Gabriel Béland Gabriel Béland
La Presse

L’enseigne J.A. Moisan à Québec est en activité depuis 1871. L’épicerie fine est une véritable institution dans le quartier Saint-Jean-Baptiste, où sa belle devanture attire le regard tant des habitants du coin que des touristes.

Mais voilà que ceux qui avaient relancé le commerce en 1999 viennent de le vendre. Rendus à l’âge de la retraite et étouffés par un impôt foncier de plus en plus salé, les trois propriétaires ont décidé de se départir de l’épicerie.

« Il y a un épuisement, une fatigue. Les taxes augmentent, augmentent, augmentent. Ça vient gruger nos profits et on manquait de liquidités pour maintenir une main-d’œuvre de qualité », a expliqué Clément St-Laurent, l’un des trois vendeurs, avec son frère François et sa conjointe Nathalie Deraspe.

« On est rendus à 50 000 $ de taxes, déplore l’épicier. Il y a eu à Québec de très gros investissements dans les 10 dernières années, le Centre Vidéotron, le Grand Marché… Qui paye ? Les contribuables, dont les commerçants. »

Nouvelle propriétaire

L’immeuble patrimonial qui abrite l’épicerie a été vendu le 29 novembre pour 1,4 million, selon l’acte de vente. La nouvelle propriétaire, Donna Willett, a ajouté 90 000 $ pour acheter l’entreprise qui exploite l’auberge au-dessus de l’épicerie. Les négociations pour la vente de l’épicerie devraient se régler incessamment.

La nouvelle propriétaire est une Gaspésienne qui se dit amoureuse de Québec et qui rêvait d’y déménager. Propriétaire de deux franchises Tim Hortons en Gaspésie, elle les a vendues l’été dernier pour refaire sa vie dans la capitale.

« On veut garder l’épicerie J.A. Moisan, c’est un lieu historique. On ne laissera pas ça tomber », assure-t-elle.

La dame veut toutefois réduire sa taille. L’épicerie occupe à l’heure actuelle 5000 pieds carrés. Mme Willett est en pourparlers avec une entreprise pour réserver une partie de cet espace à une boutique.
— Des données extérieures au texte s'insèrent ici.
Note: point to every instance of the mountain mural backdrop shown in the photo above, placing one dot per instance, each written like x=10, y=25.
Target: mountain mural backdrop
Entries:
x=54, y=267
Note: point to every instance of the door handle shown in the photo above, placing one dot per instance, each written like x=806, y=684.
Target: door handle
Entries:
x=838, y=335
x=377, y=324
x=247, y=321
Maintenir l’épicerie dans sa taille actuelle n’est pas viable, selon elle.

« On voudrait ouvrir un deuxième commerce dans le local pour être capable de bien rentabiliser ça et s’assurer que J.A. Moisan existe encore dans les prochains 100 ans », dit-elle.
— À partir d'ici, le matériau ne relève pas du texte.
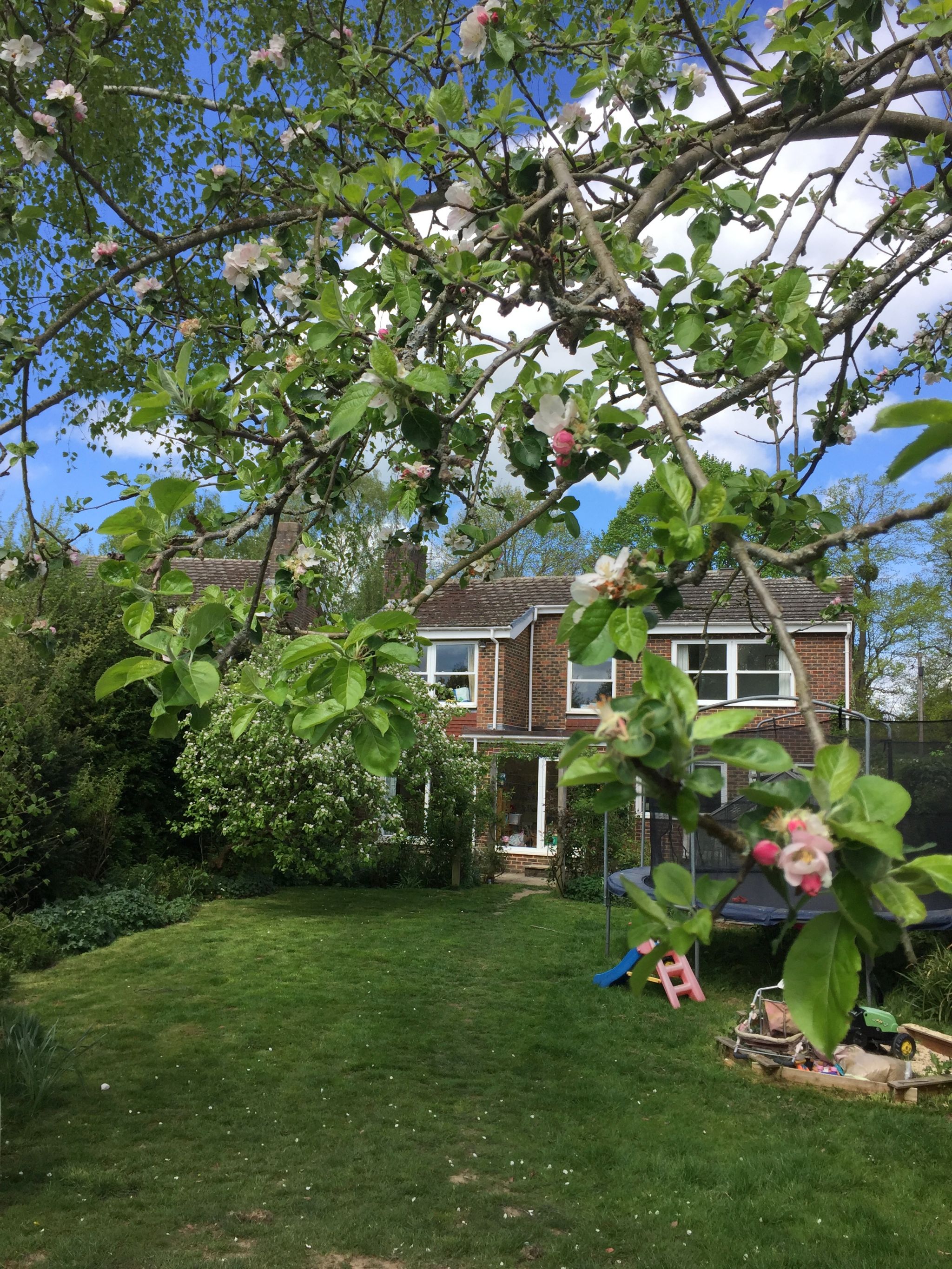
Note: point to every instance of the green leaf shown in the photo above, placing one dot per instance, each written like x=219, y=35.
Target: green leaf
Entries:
x=206, y=620
x=753, y=754
x=243, y=717
x=377, y=753
x=673, y=885
x=663, y=681
x=430, y=378
x=713, y=726
x=676, y=485
x=883, y=837
x=172, y=493
x=589, y=641
x=315, y=716
x=408, y=297
x=405, y=654
x=351, y=409
x=837, y=766
x=384, y=359
x=900, y=900
x=138, y=618
x=822, y=980
x=348, y=683
x=880, y=799
x=124, y=673
x=176, y=582
x=130, y=519
x=305, y=649
x=937, y=868
x=629, y=628
x=921, y=413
Fermeture temporaire à venir

Plusieurs des vieilles épiceries de Québec ont fermé leurs portes au fil des ans. En 1999, J.A. Moisan était elle-même au bord du gouffre quand un trio de repreneurs a surgi. Ils ont atteint la rentabilité en trois ans, raconte Clément St-Laurent. Mais la pénurie de main-d’œuvre et la hausse des taxes ont grugé leurs profits.

La vénérable épicerie est logée dans deux maisons de style londonien, construites après l’incendie de 1845 qui avait ravagé le quartier. Sur la vieille porte de l’épicerie, mardi, une petite enseigne affichait que l’inventaire était à 20 % de rabais.

La nouvelle propriétaire entend fermer le commerce le temps de rénover le local. Tous les employés ont été rencontrés par la nouvelle propriétaire. « J’espère pouvoir garder le plus d’employés possible », dit-elle.

À son apogée, J.A. Moisan employait 34 personnes. Elle en compte actuellement 17.